Regional

Mudança de sistema confunde usuários da PM em Piratininga

Rita de Cássia Cornélio
| Tempo de leitura: 3 min

Piratininga - A mudança do sistema analógico para o digital no Centro de Operações da Polícia Militar (Copom) está gerando confusão em Piratininga (13 quilômetros de Bauru) e deixando os usuários insatisfeitos. Os moradores, acostumados com os policiais da cidade, não estão se adaptando ao preenchimento do protocolo padrão e alegam que o atendimento está mais demorado.

A mudança é irreversível e faz parte da regionalização dos centros de operações de todo o Estado, explica o comandante da 3.a Cia da PM, capitão Fabiano de Almeida Serpa. “O Interior ainda tem comunicação analógica. Na Capital, o sistema é digital. A mudança está ocorrendo gradativamente em todo o Interior.”

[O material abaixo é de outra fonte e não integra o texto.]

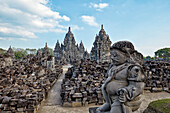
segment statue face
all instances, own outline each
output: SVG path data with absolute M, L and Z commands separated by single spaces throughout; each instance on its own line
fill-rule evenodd
M 117 50 L 112 49 L 110 52 L 111 61 L 115 65 L 120 65 L 126 62 L 126 55 L 125 53 Z

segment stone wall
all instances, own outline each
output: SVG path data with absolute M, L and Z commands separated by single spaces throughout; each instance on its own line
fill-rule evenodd
M 34 113 L 49 89 L 62 73 L 62 67 L 53 70 L 41 66 L 36 56 L 14 61 L 2 67 L 0 62 L 0 112 Z
M 170 91 L 170 63 L 147 61 L 145 90 Z M 101 85 L 109 64 L 95 61 L 75 63 L 65 74 L 62 83 L 62 105 L 70 107 L 103 104 Z

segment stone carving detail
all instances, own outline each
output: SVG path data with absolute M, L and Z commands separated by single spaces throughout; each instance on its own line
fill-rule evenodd
M 86 59 L 89 57 L 88 52 L 84 50 L 83 42 L 81 41 L 80 45 L 76 45 L 76 41 L 71 28 L 69 27 L 68 33 L 65 36 L 64 44 L 57 41 L 54 48 L 54 56 L 56 61 L 63 61 L 67 63 L 72 63 L 75 59 Z
M 131 42 L 119 41 L 112 45 L 112 63 L 102 85 L 106 103 L 97 108 L 97 113 L 132 113 L 140 107 L 145 79 L 142 59 Z
M 91 49 L 91 60 L 96 60 L 97 62 L 110 62 L 110 46 L 111 41 L 109 35 L 106 34 L 103 25 L 101 25 L 99 35 L 96 35 Z
M 9 49 L 7 50 L 6 55 L 9 56 L 9 57 L 11 57 L 12 59 L 15 58 L 14 51 L 13 51 L 13 49 L 11 48 L 11 46 L 10 46 Z

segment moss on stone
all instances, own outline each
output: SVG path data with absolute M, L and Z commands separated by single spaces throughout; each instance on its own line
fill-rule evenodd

A modificação, de acordo com o capitão, trará uma série de benefícios para a PM. Entre elas que pessoas externas a corporação não vão mais poder ouvir as comunicações de rádio. Atualmente, a polícia corre o risco de um traficante, assaltante ouvir a comunicação. O primeiro passo para a digitalização é a regionalização dos Copons. Na região, isso acontecerá em Bauru, Marília, Rio Preto, Ribeirão Preto, Campinas dentre outros. “Na região, do 4.º BPMI são 19 cidades. A mudança que ocorre em Piratininga vai acontecer nas próximas semanas em Duartina, Lençóis Paulista e Agudos.” O capitão garante que não se trata de teste. “A mudança veio para ficar e não é só aqui que está acontecendo. É uma política da PM do Estado.”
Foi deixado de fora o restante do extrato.